Sunday, April 27, 2008


Ichthyosaurs were large reptiles that resembled fish, usually three to five metres in length, with flat, vertical tails resembling modern-day dolphins in shape. They swam with an undulatory motion which suggests they would have been too slow to pursue prey. Some species had long, tapering snouts fill with teeth but other fossils have been found without teeth suggesting that young ichthyosaurs lost their teeth on becoming adults and subsequently changing their diet. In other words, the eating habits remain a mystery until more fossils are found with their last meal preserved in their stomachs. The record for an ichthyosaur fossil was held by a 15 metre long Shonisaurus until archaeologist Keary Walde made a find on the banks of the Sikanni Chief River in Northern British Columbia in the summer of 1991.

Embedded in the slabs of rock bordering the river was a series of huge vertebrae rising out of the stone, continuiing for a couple of metres, then disapppearing back into the limestone matrix.

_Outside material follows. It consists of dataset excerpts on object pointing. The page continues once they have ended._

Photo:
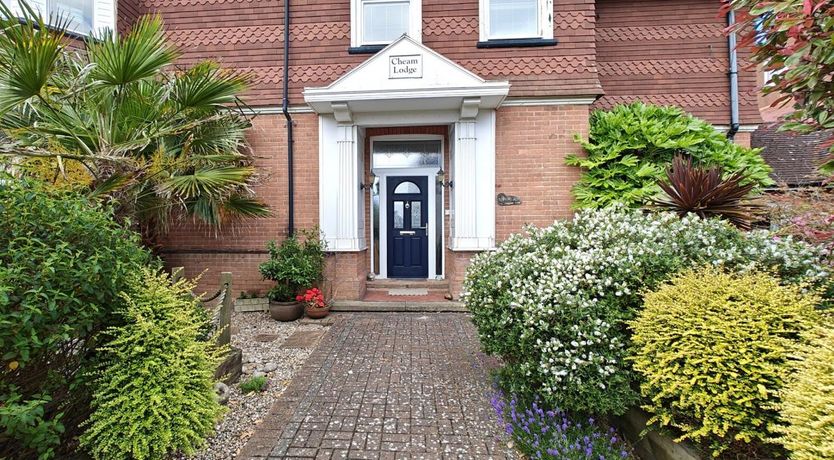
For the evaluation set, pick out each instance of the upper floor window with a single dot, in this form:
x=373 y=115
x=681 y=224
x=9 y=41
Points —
x=379 y=22
x=77 y=13
x=82 y=17
x=516 y=19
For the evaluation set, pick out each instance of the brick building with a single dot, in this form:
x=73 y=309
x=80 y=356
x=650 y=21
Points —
x=426 y=131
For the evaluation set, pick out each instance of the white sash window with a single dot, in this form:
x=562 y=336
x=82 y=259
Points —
x=380 y=22
x=81 y=16
x=516 y=19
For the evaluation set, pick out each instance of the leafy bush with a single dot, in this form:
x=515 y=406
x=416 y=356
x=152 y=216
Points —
x=254 y=384
x=630 y=146
x=540 y=432
x=294 y=265
x=62 y=264
x=691 y=189
x=712 y=349
x=554 y=303
x=154 y=392
x=807 y=400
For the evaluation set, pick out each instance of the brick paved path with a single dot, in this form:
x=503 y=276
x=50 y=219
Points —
x=387 y=386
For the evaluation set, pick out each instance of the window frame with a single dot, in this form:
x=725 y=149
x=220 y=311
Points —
x=103 y=16
x=544 y=22
x=52 y=8
x=415 y=22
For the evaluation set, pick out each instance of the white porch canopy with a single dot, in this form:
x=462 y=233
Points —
x=407 y=84
x=406 y=76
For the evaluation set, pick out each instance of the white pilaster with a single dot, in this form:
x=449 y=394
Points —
x=340 y=173
x=473 y=176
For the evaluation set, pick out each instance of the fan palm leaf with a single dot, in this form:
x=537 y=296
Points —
x=142 y=54
x=162 y=143
x=206 y=86
x=29 y=55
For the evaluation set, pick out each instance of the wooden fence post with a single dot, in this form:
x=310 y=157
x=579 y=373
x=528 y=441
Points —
x=225 y=316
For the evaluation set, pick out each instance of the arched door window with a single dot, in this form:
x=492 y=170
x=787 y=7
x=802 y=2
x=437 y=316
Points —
x=407 y=187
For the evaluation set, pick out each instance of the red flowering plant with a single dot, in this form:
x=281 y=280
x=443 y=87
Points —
x=313 y=298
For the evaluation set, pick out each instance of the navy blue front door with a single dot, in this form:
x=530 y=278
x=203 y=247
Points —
x=408 y=213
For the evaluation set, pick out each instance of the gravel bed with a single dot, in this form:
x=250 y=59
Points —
x=245 y=411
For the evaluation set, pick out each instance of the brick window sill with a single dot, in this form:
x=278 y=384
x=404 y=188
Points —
x=518 y=43
x=365 y=49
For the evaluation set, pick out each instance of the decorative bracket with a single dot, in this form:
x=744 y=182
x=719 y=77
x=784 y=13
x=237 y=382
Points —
x=341 y=111
x=469 y=108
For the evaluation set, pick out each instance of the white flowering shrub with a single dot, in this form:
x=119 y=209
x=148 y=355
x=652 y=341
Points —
x=553 y=302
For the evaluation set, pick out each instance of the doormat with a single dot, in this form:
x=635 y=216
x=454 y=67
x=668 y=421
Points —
x=408 y=291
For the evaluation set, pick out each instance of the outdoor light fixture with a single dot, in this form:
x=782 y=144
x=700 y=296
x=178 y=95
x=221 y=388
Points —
x=441 y=176
x=364 y=186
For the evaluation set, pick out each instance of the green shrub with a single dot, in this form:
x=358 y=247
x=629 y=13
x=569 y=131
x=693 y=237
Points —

Some of the vertebrae still had ribs attached. This isolated area is densely wooded uneven terrain, infested with mosquitoes and home to bears. A copy of his report reached this scientist.

Elizabeth Nicholls was a specialist in extinct marine reptiles at the Royal Tyrell Museum of palaeontology in Drumheller, Alberta, Canada. She had prospected the northern British Columbian mountains since 1989 but had never come across a complete skeleton or part of a skull only a few isolated bones. When she read Walde's report and realized that the geological formation was 220 million years old and the bottom of an ancient ocean she suspected that he might have found a giant ichthyosaur from the end of the Triassic period.
It was two years later when she finally stood beside the Sikanni Chief River. It took another 3 excursions between 1999 and 2001 to extract the fossil.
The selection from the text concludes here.